La carte est destinée uniquement, ce qui demeure un objectif louable, à obtenir un meilleur paiement des cotisations aux caisses de congés payés et intempéries du BTP.
Publier des données sur la délivrance de la carte d’identification professionnelle n’a donc de sens et d’intérêt que si elles sont corrélées avec l’évolution positive du versement de ces cotisations, puisque tel est l’objectif de cette carte.

De surcroît, si la carte d’identification professionnelle est réellement l’outil indispensable, en sus de la DPAE et de la déclaration de détachement, pour lutter contre le travail illégal, elle ne serait pas rendue uniquement obligatoire, et de façon objectivement discriminatoire, dans le seul secteur du BTP ; elle devrait être imposée dans de nombreux autres secteurs tout aussi fraudogènes que le BTP : le montage et le démontage de stands et autres prestations techniques lors de salons, de foire, d’exposition ou d’événementiels artistiques et sportifs, la distribution de prospectus, le travail saisonnier, le déménagement, le gardiennage, les traiteurs, etc…

1)- Les chiffres bruts publiés par la Caisse nationale des congés payés et intempéries du bâtiment et des travaux publics (BTP), arrêtés à la fin du mois de novembre 2018, ne sont pas mis en relation avec ceux du montant des cotisations versées par les entreprises étrangères qui détachent des salariés sur le territoire français dans ces deux secteurs d’activité. Ce rapprochement permettrait de vérifier si, au-delà de la simple demande et délivrance de la carte d’identification professionnelle aux entreprises étrangères qui détachent des salariés, ce dispositif a eu un effet sur l’augmentation des cotisations versées aux caisses de congés payés et intempéries du BTP.
Cette visibilité sur un meilleur paiement des cotisations serait la bienvenue car l’utilité de cette carte pour lutter contre la fraude au paiement des cotisations et le dumping social est très discutable, car ce dispositif est notoirement redondant avec la déclaration préalable à l’embauche et avec la déclaration de détachement qui existent depuis plusieurs années.
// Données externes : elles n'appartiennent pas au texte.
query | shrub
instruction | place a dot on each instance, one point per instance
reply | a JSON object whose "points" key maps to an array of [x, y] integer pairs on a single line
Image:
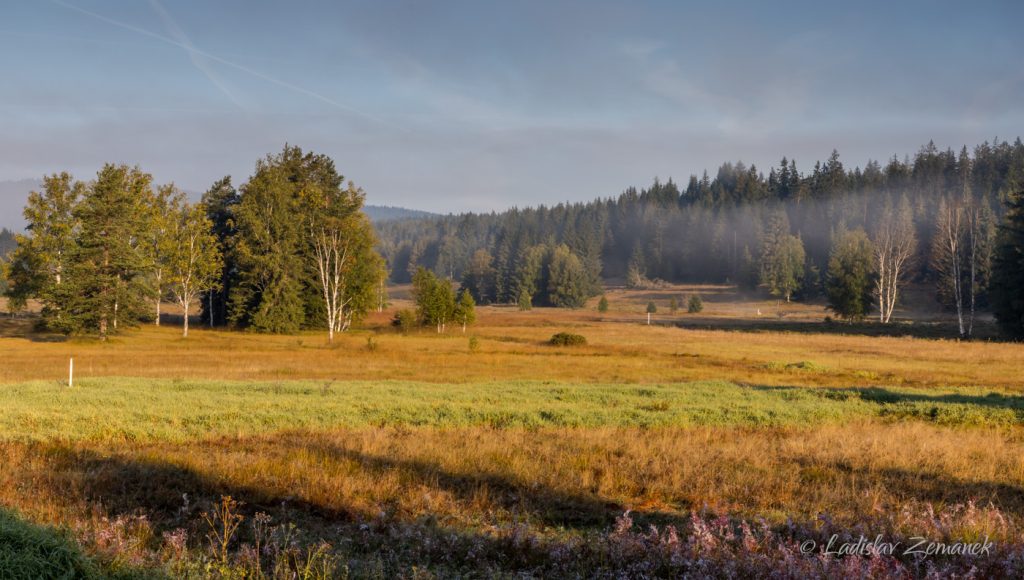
{"points": [[567, 339], [695, 304], [525, 301], [403, 320]]}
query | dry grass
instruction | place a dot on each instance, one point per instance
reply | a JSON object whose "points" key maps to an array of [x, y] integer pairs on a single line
{"points": [[469, 496], [475, 481], [621, 348]]}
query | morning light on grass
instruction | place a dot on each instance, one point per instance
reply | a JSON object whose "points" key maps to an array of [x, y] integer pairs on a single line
{"points": [[616, 290]]}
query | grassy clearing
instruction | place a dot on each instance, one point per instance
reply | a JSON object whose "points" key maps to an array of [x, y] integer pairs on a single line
{"points": [[513, 345], [422, 501], [34, 551], [127, 409], [428, 457]]}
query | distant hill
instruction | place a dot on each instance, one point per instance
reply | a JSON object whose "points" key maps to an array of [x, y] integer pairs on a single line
{"points": [[13, 194], [378, 213]]}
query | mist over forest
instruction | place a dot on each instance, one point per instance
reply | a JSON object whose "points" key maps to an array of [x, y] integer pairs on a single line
{"points": [[714, 229]]}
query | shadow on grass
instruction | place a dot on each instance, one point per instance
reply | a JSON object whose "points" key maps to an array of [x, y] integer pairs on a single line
{"points": [[946, 330], [918, 485], [132, 485], [882, 397], [134, 482]]}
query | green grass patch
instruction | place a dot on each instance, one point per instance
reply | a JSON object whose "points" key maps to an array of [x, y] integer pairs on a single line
{"points": [[136, 409], [34, 551]]}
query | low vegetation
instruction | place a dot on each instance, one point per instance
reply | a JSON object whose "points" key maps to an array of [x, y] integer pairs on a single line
{"points": [[567, 339], [649, 451]]}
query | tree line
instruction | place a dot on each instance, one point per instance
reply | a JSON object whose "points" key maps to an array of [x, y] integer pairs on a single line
{"points": [[854, 236], [290, 249]]}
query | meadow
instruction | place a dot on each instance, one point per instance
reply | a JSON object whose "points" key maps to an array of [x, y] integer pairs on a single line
{"points": [[716, 444]]}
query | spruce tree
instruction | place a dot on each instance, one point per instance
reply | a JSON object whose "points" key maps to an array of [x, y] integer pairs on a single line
{"points": [[465, 309], [220, 201], [1008, 270], [104, 290], [41, 261], [849, 281]]}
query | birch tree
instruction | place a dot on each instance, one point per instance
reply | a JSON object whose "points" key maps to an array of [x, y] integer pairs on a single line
{"points": [[194, 259], [338, 234], [895, 245], [40, 262], [163, 202], [947, 256]]}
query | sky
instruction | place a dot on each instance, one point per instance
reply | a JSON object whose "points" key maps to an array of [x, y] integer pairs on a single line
{"points": [[477, 106]]}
.2)- L’obligation pour les entreprises étrangères de verser des cotisations aux caisses de congés payés et intempéries date du décret du 11 juillet 1994 (voir l’article 10 du décret), soit depuis vintg quatre ans. Compte tenu de la rédaction du code du travail issue de ce décret, la quasi-totalité des entreprises étrangères sont tenues de verser ces cotisations ; les dérogations sont très exceptionnelles. Depuis cette date, la Caisse nationale n’a publié aucun chiffre sur le nombre d’entreprises étrangères effectivement cotisantes et sur le versement des cotisations par celles-ci, ce qui serait de bons indicateurs de l’intensité du respect de cette obligation sociale par cette catégorie d’employeurs. Il n’est même pas acquis que le ministère du travail ait demandé une seule fois à la Caisse nationale de publier ces chiffres. Ces chiffres n’ont jamais été communiqués et présentés aux réunions annuelles de la Commission nationale de lutte contre le travail illégal depuis 1994.
Or, le non versement des cotisations aux caisses de congés payés et intempéries constitue assurément une source significative de dumping social, puisque le montant moyen des cotisations s’élève à 21% de la masse salariale. Ne pas les payer rend le coût de la main d’œuvre et des prestations nettement moins cher.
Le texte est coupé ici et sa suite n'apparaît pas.